Arms Reduction: Just Do It
Contrary to Panetta's claims, there is no need to reach complicated agreements before getting rid of unnecessary weapons.
In his lively and engaging speech to South Korean students earlier this week, President Barack Obama disclosed that a “comprehensive study of our nuclear forces” was underway and that he could “already say with confidence that we have more nuclear weapons than we need.” Accordingly, he was planning to meet with the Russians in the hope that “working together, we can continue to make progress and reduce our nuclear stockpiles.”
Defense Secretary Leon Panetta, with no apparent sense of irony, quickly assured the press and Congress that we would never reduce the number of our unnecessary nuclear trinkets—which cost several billion dollars a year to maintain—unless we do so under the auspices of bilateral negotiations with the Russians.
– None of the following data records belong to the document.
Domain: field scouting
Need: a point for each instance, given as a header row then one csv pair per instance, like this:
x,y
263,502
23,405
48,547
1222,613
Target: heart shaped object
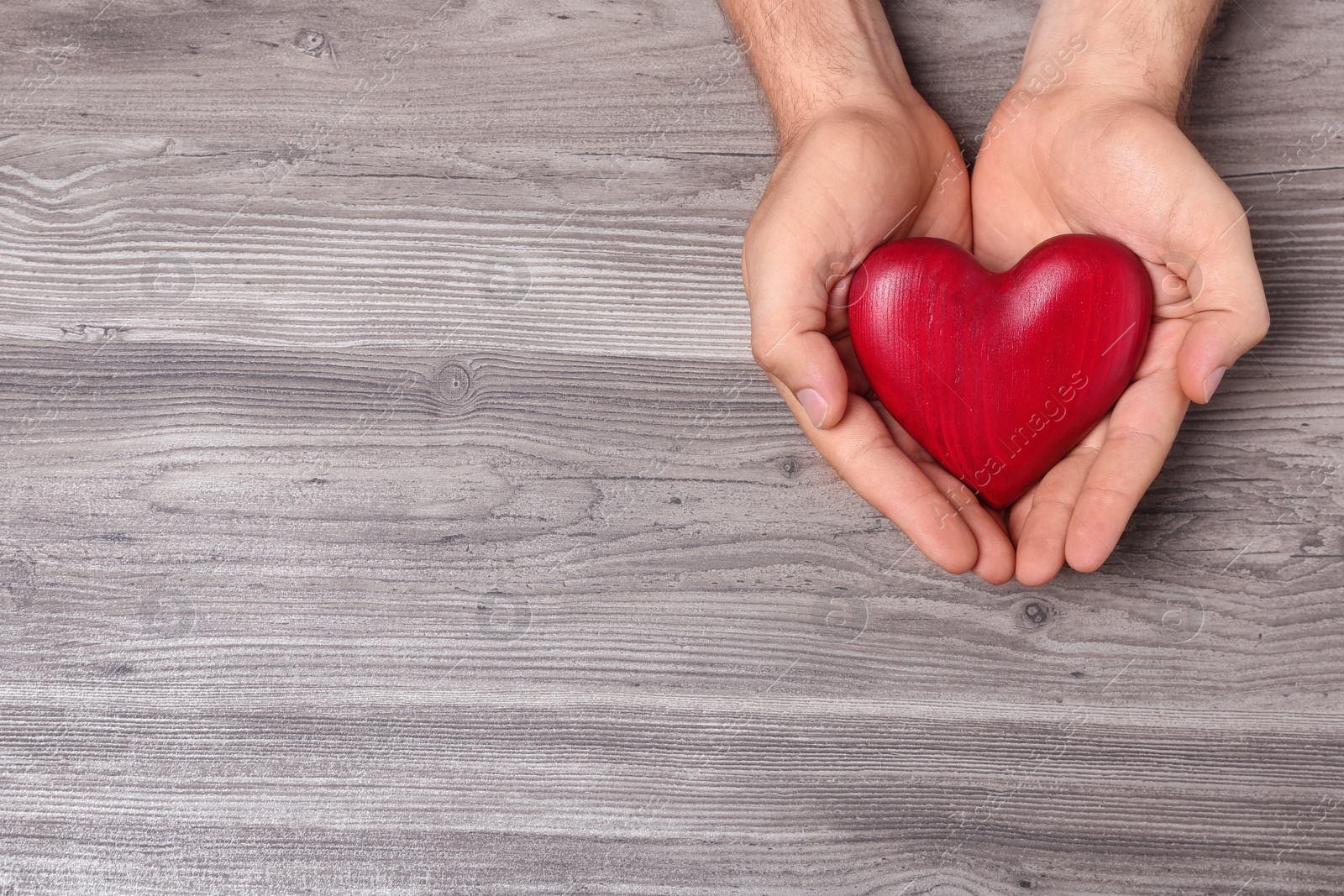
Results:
x,y
999,375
Thus, the need to have agreement in order to reduce unneeded weapons is the only reason for keeping them around. It is a bizarre situation.
Arms control is essentially a form of centralized regulation and carries with it the usual defects of that approach. Participants will volunteer for such regulation only with great caution, because once under its control they are often unable to adjust subtly to unanticipated changes.
Arms deals can also generate perverse incentives: the strategic arms agreement of 1972 limited the number of missiles each side could have, but it allowed them to embroider their missiles with multiple warheads and to improve missile accuracy, thereby encouraging them to develop a potentially dangerous first-strike capability.
And, as in the present case, talks can actually hamper arms limitations: in 1973, a proposal for a unilateral reduction of U.S. troops in West Europe failed in the Senate because many felt that it would undercut upcoming arms-control negotiations—which then ran on unproductively for years.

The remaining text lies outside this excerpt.